The Uthukela Integrated Nutrition Project

Appropriate interventions to improve maternal and child health are available in all public health facilities in South Africa and primary health clinics are well utilized by mothers and their children. Yet, many mothers were not able to access a comprehensive range of essential services for themselves and their children on the same day, which meant mothers had to make several visits to the clinic to receive all the care they needed.
UNICEF provided funding support in 2012 to develop, in collaboration with the KZN Department of Health (DoH), a framework for the integrated provision of HIV and MCH services in the well-child setting. Additional funding was received by Dr Christiane Horwood who was awarded funding from UCSF RAP International Mentored Scientist Research Award Programme in HIV/AIDS. Working with the DoH in Uthukela District in KZN, barriers and challenges to providing integrated care were identified including the flow of mothers through the clinic, which health workers were providing care to mothers and their children, and if they had access to the essential equipment needed to provide care to mothers and their children. Many missed opportunities for health workers to provide comprehensive integrated maternal, child and women’s health services to mothers and babies when attending well-child clinic visits were identified and a comprehensive package of care to be provided to all mothers and their babies at every well-child visit was developed. A framework to restructure clinics was proposed to improve the flow of mother through the clinic to ensure they were able to access all essential services every visit. Because of the fundamental role of professional nurses in prescribing crucial medications which other health worker cadres were unable to provide, amendments were made to guidelines to ensure every mother and child pair was seen by a professional nurse at every visit.

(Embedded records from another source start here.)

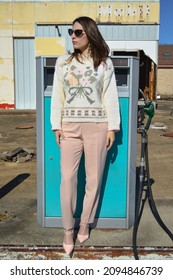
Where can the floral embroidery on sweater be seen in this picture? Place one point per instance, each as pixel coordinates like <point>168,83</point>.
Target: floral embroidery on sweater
<point>78,80</point>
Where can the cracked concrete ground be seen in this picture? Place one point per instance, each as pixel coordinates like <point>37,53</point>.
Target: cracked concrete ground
<point>18,190</point>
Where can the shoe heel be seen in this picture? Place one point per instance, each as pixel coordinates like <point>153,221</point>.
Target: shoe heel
<point>83,234</point>
<point>68,242</point>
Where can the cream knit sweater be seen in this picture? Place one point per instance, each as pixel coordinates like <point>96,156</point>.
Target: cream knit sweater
<point>83,94</point>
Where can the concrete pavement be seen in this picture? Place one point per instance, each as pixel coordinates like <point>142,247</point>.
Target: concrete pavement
<point>18,193</point>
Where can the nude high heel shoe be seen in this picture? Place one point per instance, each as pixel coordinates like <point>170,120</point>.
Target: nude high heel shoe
<point>83,234</point>
<point>68,241</point>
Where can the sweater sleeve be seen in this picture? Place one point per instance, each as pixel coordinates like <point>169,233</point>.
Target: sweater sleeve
<point>57,100</point>
<point>110,97</point>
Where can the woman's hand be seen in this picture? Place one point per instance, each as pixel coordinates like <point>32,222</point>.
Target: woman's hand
<point>59,135</point>
<point>110,139</point>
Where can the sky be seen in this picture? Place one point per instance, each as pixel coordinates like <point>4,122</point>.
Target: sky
<point>166,22</point>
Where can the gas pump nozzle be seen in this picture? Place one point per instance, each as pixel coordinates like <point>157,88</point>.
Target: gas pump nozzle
<point>149,110</point>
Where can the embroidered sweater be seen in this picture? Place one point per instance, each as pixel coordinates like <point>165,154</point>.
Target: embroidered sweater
<point>84,94</point>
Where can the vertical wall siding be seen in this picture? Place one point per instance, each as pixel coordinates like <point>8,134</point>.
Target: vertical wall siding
<point>110,32</point>
<point>25,88</point>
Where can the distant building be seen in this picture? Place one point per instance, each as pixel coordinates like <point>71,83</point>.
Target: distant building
<point>39,28</point>
<point>165,71</point>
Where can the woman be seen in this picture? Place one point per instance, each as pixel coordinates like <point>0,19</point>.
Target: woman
<point>84,117</point>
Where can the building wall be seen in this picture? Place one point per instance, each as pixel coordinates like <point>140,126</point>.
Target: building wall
<point>18,19</point>
<point>165,82</point>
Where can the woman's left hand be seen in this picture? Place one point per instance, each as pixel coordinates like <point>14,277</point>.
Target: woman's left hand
<point>110,139</point>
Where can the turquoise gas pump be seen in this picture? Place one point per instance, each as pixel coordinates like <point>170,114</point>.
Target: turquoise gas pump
<point>117,201</point>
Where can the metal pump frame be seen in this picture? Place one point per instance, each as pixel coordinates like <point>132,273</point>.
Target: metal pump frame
<point>144,191</point>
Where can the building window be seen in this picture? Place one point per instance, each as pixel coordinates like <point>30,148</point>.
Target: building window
<point>167,54</point>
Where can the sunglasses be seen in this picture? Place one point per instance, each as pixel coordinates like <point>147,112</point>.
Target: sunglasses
<point>77,32</point>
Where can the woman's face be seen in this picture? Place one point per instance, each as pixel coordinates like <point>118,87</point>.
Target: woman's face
<point>81,43</point>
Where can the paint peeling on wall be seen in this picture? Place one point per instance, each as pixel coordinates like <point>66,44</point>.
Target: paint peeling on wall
<point>18,19</point>
<point>49,46</point>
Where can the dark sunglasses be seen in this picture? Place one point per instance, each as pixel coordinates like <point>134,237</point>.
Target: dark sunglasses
<point>77,32</point>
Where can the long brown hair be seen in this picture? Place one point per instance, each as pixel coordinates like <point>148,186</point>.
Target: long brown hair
<point>98,47</point>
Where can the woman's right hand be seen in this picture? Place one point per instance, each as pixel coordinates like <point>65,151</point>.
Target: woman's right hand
<point>59,135</point>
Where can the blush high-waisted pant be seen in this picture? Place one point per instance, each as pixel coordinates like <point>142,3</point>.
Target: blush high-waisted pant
<point>79,137</point>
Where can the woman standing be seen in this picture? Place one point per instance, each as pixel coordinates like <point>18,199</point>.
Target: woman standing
<point>85,117</point>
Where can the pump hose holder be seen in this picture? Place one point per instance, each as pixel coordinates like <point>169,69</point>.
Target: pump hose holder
<point>144,190</point>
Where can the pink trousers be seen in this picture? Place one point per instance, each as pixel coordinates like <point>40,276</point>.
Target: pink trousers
<point>79,137</point>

Between September 2013 and November 2014 UNICEF and RMC provided funding to test these changes in five clinics in Uthukela. Using a structured data-driven quality improvement methodology, regular two-weekly mentoring visits and quarterly peer-to-peer learning sessions were undertaken to drive integration of services in the five pilot clinics. All health facility staff as well as the community caregivers attached to the five clinics were involved in the improvement activities. Despite intensive mentoring and support at the end of the study period, there were no significant improvements in growth monitoring of infants and young children. However, there were significant improvements in a number of essential services offered to mothers and their infants.
Given the improvements from the proof of concept intervention undertaken in Uthukela, in 2016 UNICEF provided ongoing funding to ensure the whole of Uthukela district benefitted from this important intervention. A robust step-wedge study design was used to roll out a rapid, scalable quality improvement intervention to the remaining four sub-districts and their clinics in Uthukela. Using this methodology allowed for a comparison between control clinics (before the intervention was rolled out) and intervention clinics (after they received the intervention). The intervention was based on the quality improvement model tested in the previous funding cycle using the original package of comprehensive care to be provided by health workers from the initial funding. While there were significant improvements in some of the maternal and child health services provided as a result of this intervention the intervention was not able to make the substantial changes required to provide the full comprehensive package of services to all mothers and children at a single visit. Intractable health system challenges contributed to lack of success in a number of the elements of the comprehensive package of care. If this intervention is to be adopted in other health settings, special attention would need to be focused on health systems strengthening required to support quality improvement at a clinic level.